After hitching a ride to the human world with Jeri, the D-Reaper took on a new form, more evolved and complex. Different D-Reaper agents started coming after mankind and the technology we’d developed. The core “quantum bubble” expanded and forced residents to evacuate, but it also started appearing around the world. As the Digimon Tamers fought, they slowly learned that human concepts like family relationships and emotions were foreign and useless. Maybe even detrimental.
It took Jeri waking up inside the D-Reaper core and empowering herself (with Calumon’s help) to put a wrench in the pink blob’s plans. Add to that MegaGargomon using Juggernaut to devolve the D-Reaper, with an assist from the Digimon Sovereign. Finally the D-Reaper was defeated. Unbeknownst to the kids, the victory cost them their Digimon partners returning to the digital plane. But not forever, as seen in Runaway Locomon (which is being re-dubbed and released at the end of the year).
As I said, the D-Reaper is cold and unfeeling. That’s what makes it scary. Like the Cybermen on Doctor Who, the D-Reaper seeks out anything it deems unnecessary, like human relationships and emotions. As well as humans and Digimon themselves. While evil like Myotismon and Devimon are scary in their maliciousness, the D-Reaper’s Cyberman-like nature is what should give you chills.

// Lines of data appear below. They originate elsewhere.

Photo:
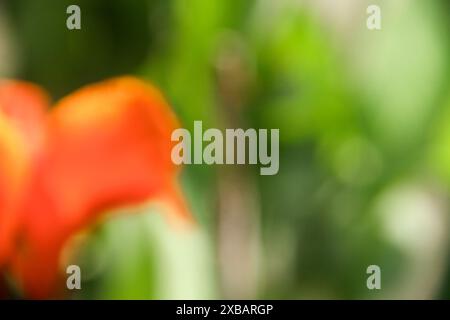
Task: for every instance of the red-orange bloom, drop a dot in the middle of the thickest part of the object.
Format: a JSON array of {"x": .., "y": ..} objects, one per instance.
[{"x": 103, "y": 146}]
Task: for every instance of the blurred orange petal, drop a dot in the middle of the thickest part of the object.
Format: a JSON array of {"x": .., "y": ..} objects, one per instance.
[{"x": 108, "y": 145}]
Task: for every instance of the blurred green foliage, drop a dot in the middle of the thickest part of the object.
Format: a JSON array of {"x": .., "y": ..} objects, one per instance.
[{"x": 363, "y": 116}]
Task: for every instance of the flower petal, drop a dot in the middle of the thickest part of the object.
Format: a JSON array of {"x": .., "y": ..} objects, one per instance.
[
  {"x": 22, "y": 108},
  {"x": 108, "y": 145}
]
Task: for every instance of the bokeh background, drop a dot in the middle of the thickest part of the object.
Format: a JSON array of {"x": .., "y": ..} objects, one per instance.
[{"x": 364, "y": 119}]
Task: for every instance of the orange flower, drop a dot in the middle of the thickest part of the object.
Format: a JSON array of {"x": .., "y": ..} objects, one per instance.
[{"x": 103, "y": 146}]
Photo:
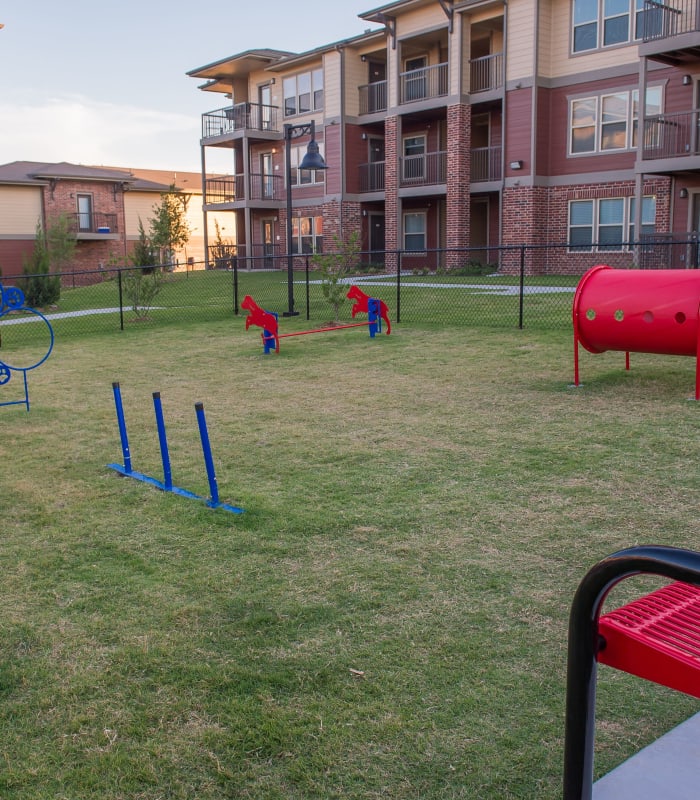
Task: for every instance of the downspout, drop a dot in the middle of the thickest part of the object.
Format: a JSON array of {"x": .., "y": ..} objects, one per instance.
[
  {"x": 205, "y": 229},
  {"x": 341, "y": 52},
  {"x": 504, "y": 115}
]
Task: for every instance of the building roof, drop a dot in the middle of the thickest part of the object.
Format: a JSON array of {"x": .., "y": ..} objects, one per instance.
[{"x": 37, "y": 173}]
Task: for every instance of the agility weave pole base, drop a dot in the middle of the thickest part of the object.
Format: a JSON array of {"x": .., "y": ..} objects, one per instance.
[{"x": 166, "y": 484}]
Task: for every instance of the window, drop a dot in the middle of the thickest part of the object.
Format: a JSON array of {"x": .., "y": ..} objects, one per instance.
[
  {"x": 607, "y": 122},
  {"x": 608, "y": 222},
  {"x": 303, "y": 93},
  {"x": 307, "y": 235},
  {"x": 605, "y": 23},
  {"x": 84, "y": 212},
  {"x": 414, "y": 228},
  {"x": 303, "y": 177}
]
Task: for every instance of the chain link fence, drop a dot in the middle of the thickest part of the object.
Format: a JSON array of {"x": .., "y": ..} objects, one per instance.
[{"x": 523, "y": 287}]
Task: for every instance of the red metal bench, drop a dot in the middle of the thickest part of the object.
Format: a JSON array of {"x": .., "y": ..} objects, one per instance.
[{"x": 656, "y": 637}]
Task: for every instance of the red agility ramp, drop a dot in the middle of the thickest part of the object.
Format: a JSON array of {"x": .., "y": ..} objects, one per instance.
[{"x": 641, "y": 311}]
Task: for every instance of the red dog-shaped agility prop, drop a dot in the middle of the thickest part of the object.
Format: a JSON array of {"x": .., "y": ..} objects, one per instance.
[
  {"x": 361, "y": 306},
  {"x": 262, "y": 318}
]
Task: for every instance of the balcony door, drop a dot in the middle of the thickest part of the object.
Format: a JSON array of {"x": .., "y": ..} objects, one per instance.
[
  {"x": 414, "y": 159},
  {"x": 265, "y": 100},
  {"x": 416, "y": 80}
]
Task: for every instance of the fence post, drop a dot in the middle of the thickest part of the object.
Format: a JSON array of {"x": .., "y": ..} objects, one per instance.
[
  {"x": 522, "y": 286},
  {"x": 121, "y": 300},
  {"x": 398, "y": 287}
]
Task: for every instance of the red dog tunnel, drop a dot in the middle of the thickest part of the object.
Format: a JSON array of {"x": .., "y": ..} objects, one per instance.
[{"x": 640, "y": 311}]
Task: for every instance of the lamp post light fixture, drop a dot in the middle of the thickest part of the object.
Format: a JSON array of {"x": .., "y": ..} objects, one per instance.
[{"x": 312, "y": 160}]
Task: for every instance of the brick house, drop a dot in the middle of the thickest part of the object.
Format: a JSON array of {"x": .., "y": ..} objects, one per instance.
[
  {"x": 104, "y": 204},
  {"x": 471, "y": 124}
]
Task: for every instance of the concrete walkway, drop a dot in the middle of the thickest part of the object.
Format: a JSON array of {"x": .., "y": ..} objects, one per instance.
[{"x": 668, "y": 769}]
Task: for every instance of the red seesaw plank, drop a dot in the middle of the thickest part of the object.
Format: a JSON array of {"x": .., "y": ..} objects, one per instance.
[{"x": 657, "y": 637}]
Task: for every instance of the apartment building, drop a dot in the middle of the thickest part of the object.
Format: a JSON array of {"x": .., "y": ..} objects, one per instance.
[
  {"x": 105, "y": 206},
  {"x": 474, "y": 124}
]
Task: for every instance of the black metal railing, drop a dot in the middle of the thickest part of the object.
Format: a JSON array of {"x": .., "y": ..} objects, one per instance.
[
  {"x": 373, "y": 97},
  {"x": 240, "y": 117},
  {"x": 672, "y": 135},
  {"x": 93, "y": 222},
  {"x": 372, "y": 177},
  {"x": 424, "y": 170},
  {"x": 423, "y": 84},
  {"x": 524, "y": 286},
  {"x": 486, "y": 73}
]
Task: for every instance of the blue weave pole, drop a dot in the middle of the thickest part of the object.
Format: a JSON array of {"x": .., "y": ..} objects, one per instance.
[
  {"x": 166, "y": 484},
  {"x": 213, "y": 501}
]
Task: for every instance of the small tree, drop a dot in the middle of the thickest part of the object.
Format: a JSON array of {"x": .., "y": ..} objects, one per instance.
[
  {"x": 141, "y": 286},
  {"x": 170, "y": 230},
  {"x": 335, "y": 267},
  {"x": 39, "y": 286},
  {"x": 144, "y": 254},
  {"x": 60, "y": 242}
]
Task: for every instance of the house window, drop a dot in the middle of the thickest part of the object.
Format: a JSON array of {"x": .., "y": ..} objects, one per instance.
[
  {"x": 607, "y": 222},
  {"x": 607, "y": 122},
  {"x": 303, "y": 93},
  {"x": 84, "y": 212},
  {"x": 303, "y": 177},
  {"x": 307, "y": 235},
  {"x": 605, "y": 23},
  {"x": 414, "y": 230}
]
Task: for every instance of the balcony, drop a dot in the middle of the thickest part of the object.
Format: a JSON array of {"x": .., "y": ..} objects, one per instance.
[
  {"x": 93, "y": 225},
  {"x": 486, "y": 73},
  {"x": 373, "y": 97},
  {"x": 227, "y": 189},
  {"x": 423, "y": 84},
  {"x": 427, "y": 169},
  {"x": 486, "y": 164},
  {"x": 239, "y": 118},
  {"x": 372, "y": 177},
  {"x": 674, "y": 138},
  {"x": 669, "y": 31}
]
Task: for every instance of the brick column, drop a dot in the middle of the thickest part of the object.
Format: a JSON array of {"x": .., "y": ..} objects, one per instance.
[
  {"x": 458, "y": 181},
  {"x": 392, "y": 222}
]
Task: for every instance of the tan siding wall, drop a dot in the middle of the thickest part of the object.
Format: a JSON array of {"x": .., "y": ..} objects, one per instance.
[
  {"x": 20, "y": 210},
  {"x": 332, "y": 96},
  {"x": 417, "y": 21},
  {"x": 520, "y": 35}
]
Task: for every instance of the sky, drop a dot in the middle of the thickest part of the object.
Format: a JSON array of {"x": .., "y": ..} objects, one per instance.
[{"x": 106, "y": 84}]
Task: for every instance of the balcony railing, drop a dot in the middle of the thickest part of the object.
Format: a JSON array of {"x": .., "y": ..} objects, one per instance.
[
  {"x": 231, "y": 188},
  {"x": 486, "y": 164},
  {"x": 672, "y": 135},
  {"x": 424, "y": 170},
  {"x": 373, "y": 97},
  {"x": 486, "y": 73},
  {"x": 93, "y": 222},
  {"x": 372, "y": 177},
  {"x": 423, "y": 84},
  {"x": 241, "y": 117},
  {"x": 662, "y": 20}
]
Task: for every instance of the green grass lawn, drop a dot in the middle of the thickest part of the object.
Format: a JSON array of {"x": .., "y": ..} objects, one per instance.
[{"x": 388, "y": 618}]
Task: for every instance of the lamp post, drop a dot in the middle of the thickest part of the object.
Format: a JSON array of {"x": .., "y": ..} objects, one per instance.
[{"x": 312, "y": 160}]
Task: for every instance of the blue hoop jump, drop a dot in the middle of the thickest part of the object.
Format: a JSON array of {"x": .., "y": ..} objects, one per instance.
[
  {"x": 12, "y": 299},
  {"x": 166, "y": 484}
]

The D-Reaper could be a metaphor for depression and other mental health challenges, like the Dementors in Harry Potter. It’s easy to think no feelings are better than being engulfed in depression and anxiety, even to the point of not existing at all. It’s our destiny to suffer. However, as the Digimon Tamers taught the D-Reaper (while pummeling it) we can choose our destinies and the feelings are what make us human. I’ll finish off with this quote by Jeri Katou that I absolutely love, as she breaks free from the D-Reaper’s spiraling negative influence:
“It was wrong of me to believe that feeling nothing was better than feeling sad. The sadness was real. It was human! I misunderstood Leomon. He never meant me to think my life had no meaning. He said that we all have our own destiny, and that's not the same thing. Every one of us has a destiny that's different and that's special! ... You can't delete even one of us without deleting something the whole world needs. Every one of us has something important to do!"